Posted by ( Virgil Soule ) on March 08, 2008 at 1:50 am

As long as handguns are freely available in our society, we must accept incidents like Lauren Burk’s murder as a matter of course.

Posted by ( Raleigh girl ) on March 06, 2008 at 3:39 pm

The UNC Student Body President was also from Georgia.  She was from Athens.  Very strange similarities for these events to have happened so close together.  Two bright, beautiful young women have been taken from their families and friends so unnecessarily.  My deepest sorrows for all those touched by these tragedies.

Posted by ( Good Citizen ) on March 06, 2008 at 1:31 pm

The student body president (a female)at UNC Chapel Hill was found shot to death and laying in an intersection early Wednesday morning.  How freaky is that?

http://www.newsobserver.com/news/crime_safety/story/985826.html

Posted by ( whatif? ) on March 06, 2008 at 12:29 pm

I agree that we shouldn’t come up with all these scenarios, however likely or not - and certainly jumping to conclusions about a serial killer isn’t helping either - but there are so many of us that are concerned and just don’t know what else to do. I am the type of person who needs to know what’s going on in their community, and when something like this happens and there are no answers, I can’t help but search for them on my own. I know that the police and other officials are doing the best that they can, and I want to give them a break, but it’s hard to accept such a tragedy in our little community - it’s weird coming to campus today not knowing what’s going on, not trusting your surroundings. I don’t live in fear, but these ARE uncertain times and it’s just very unsettling. But I will continue to hope and pray for especially for Lauren’s family, friends, and loved ones.

Posted by ( crappiefisher ) on March 06, 2008 at 11:18 am

I’m new to the area.

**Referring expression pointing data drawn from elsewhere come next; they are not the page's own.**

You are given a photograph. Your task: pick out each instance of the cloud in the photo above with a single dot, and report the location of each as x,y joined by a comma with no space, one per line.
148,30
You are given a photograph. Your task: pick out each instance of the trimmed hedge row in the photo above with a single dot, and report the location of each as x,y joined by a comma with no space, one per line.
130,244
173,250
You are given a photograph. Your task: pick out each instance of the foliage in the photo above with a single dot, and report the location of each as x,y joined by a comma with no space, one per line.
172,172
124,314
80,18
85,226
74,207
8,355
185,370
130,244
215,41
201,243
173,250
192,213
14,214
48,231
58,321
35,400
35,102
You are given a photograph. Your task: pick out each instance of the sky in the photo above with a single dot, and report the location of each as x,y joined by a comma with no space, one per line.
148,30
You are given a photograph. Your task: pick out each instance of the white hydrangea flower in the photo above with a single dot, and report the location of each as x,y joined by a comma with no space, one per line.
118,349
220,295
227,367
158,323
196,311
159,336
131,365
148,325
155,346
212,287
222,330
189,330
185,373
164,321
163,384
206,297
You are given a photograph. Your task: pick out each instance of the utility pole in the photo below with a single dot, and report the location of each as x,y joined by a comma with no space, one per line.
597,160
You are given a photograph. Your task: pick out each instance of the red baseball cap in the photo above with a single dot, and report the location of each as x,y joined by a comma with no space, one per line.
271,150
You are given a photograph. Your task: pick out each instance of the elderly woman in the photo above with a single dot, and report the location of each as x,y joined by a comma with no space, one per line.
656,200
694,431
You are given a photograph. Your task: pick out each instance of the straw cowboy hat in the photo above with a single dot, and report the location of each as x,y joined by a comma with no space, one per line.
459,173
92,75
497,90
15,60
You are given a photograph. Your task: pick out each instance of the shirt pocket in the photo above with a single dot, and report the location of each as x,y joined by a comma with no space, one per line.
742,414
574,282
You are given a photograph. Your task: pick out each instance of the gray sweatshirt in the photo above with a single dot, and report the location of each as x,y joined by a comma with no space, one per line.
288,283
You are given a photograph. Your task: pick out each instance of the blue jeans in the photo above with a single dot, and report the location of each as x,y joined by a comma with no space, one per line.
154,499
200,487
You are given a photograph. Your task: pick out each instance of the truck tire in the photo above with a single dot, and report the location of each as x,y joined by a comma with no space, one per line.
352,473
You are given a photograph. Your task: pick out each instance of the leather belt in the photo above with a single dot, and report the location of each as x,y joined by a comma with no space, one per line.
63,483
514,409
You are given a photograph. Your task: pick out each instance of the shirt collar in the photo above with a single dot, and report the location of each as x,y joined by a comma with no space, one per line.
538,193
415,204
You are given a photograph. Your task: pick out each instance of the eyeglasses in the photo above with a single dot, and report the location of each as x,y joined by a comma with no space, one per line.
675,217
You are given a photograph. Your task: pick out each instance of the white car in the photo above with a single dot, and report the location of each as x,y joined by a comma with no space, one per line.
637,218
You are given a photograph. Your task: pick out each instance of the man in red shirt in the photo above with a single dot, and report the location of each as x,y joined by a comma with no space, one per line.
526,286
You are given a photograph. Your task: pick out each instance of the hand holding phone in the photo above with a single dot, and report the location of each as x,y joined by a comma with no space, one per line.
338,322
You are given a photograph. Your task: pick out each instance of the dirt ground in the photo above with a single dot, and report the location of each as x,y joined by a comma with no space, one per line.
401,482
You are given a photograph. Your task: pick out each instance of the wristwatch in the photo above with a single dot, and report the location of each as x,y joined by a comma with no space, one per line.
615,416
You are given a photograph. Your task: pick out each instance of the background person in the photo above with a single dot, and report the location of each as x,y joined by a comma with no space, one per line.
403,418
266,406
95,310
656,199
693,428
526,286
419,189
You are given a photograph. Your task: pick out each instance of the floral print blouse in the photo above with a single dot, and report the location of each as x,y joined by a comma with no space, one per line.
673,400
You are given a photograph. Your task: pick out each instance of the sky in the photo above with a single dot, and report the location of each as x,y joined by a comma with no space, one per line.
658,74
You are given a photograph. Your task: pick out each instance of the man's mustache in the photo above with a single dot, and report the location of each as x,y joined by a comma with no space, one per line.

Not a student but a faculty spouse. Seems kind of scary thinking that there’s a psychopath out there targeting female college students. Although the police report they feel there is no link, does not mean that they really DO think there is one. They have to be careful what they report publicly. So give them some space and respect. The police and security forces are more connected than you think.
You young folks make sure that you never walk alone regardles of how short the trip. Back in my college days there was a suspected serial killer in the area where I lived and went to school (NE La). The buddy-system was kind of enforced at my little, quiet school. Years later I’m watching a show on serial killers and there’s this guy that has confessed to killing across the nation, 2 of his victims from the parish where I lived during the time that I lived there. One was a girl that worked at theatre where I worked. She was killed a few months before I started. The manager there would walk all girls to their calls and you were required to call him when you got home. He was a part-time cop and lives with this guilt that he could have prevented that girl’s death. pretty scary stuff. Be safe, but do not live in fear.
Auburn is a great place. Psycho’s are everywhere - they don’t just live in heavy populated areas.  But their actions are readily aparrent when they occur in quiet areas like Auburn compared to places like Cincinnati or NYC. 

God bless the families and friends of these girls.

Posted by ( sash ) on March 06, 2008 at 10:13 am

I am wondering if the AUPD are checking into some of these construction companies’ workers.  I remember a couple of summers ago, a girl at Clemson University was found dead and they tracked her murder to a construction worker, who had also killed some women in other southern states. The AUPD should find out if a construction worker might have left shortly after the Lori Slesinski incident and maybe has recently shown back up for work.  The car fires are jsut too similar to ignore.